The Passage by Justin Cronin is the first book in a post-apocalyptic, “vampire” trilogy. The story follows Amy, albeit loosely at times, a little girl who is abandoned by her mother, but destined to be important. It is also the story of the events leading up to the end of civilization as we know it, and what happens afterward.
The US government is performing illegal experiments on death row inmates, turning them into soulless, bloodsucking beings. Inevitable, these people who’ve been infected with this virus escape out into the world and destroy it. The first two parts (about the first 250 pages) contain the events leading up to this outbreak. The remaining book is about ninety years later and follows the aftermath. These two sections are disjointed and abrupt. There are eleven parts in total, when really, there needed only to be about three. The part divisions are mostly arbitrary, and it seems they are only there so that the author could put in more ominous epitaphs.

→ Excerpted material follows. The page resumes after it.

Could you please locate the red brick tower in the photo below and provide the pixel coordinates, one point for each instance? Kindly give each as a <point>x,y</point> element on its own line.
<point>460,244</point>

The infected are referred to by many names, most of which are so ridiculous that every time I read one, I was completely taken out of the story because I was shaking my head. They are known as “jumpers,” “smokes,” and many other titles. The only one that didn’t make me roll my eyes was “virals.” It’s like Cronin didn’t want to use the terms vampires or zombies because they are so common, and he wanted to be hip and cool with his new lingo. Unfortunately, it proves to be more distracting than anything.

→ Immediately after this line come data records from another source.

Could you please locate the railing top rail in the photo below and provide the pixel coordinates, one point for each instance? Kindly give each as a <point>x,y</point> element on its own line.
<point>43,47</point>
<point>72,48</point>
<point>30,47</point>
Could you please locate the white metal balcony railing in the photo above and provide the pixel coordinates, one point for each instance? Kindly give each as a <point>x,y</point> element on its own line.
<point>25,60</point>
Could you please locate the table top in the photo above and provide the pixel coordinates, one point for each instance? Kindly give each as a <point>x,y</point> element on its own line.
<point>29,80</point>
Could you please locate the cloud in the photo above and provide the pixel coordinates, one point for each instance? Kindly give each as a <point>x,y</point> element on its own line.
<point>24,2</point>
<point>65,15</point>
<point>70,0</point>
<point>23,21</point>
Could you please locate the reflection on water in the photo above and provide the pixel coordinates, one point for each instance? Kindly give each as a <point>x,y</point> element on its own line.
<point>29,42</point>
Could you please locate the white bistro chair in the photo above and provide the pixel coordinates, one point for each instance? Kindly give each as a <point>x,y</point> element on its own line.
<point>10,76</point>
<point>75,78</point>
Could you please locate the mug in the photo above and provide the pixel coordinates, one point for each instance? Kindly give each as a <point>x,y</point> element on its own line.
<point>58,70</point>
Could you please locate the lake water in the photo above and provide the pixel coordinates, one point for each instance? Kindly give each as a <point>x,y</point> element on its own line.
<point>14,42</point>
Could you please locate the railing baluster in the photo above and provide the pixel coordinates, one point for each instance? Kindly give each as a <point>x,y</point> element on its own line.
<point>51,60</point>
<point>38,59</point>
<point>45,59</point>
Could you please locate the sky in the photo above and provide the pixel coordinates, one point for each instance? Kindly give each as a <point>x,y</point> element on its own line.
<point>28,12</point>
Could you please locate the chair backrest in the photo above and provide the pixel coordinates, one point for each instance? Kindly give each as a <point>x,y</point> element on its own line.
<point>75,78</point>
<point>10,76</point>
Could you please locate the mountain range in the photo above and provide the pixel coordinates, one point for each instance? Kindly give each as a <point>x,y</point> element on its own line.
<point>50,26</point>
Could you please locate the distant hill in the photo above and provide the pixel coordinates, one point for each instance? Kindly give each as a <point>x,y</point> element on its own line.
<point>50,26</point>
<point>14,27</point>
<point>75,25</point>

Another big downside is that this book is trying to be Watership Down with monsters. Richard Adams’s book about journeying bunnies is so much richer and fulfilling to the reader. Though I do have to admit, reading The Passage has me hankering to reread about Hazel and his other rabbit friends.
I was interested enough to finish the book, but it started to be a struggle after about the halfway point. Overall, this book is long, disjointed, and unoriginal. The allegorical aspects, which may be appealing to some, are done much better in other books.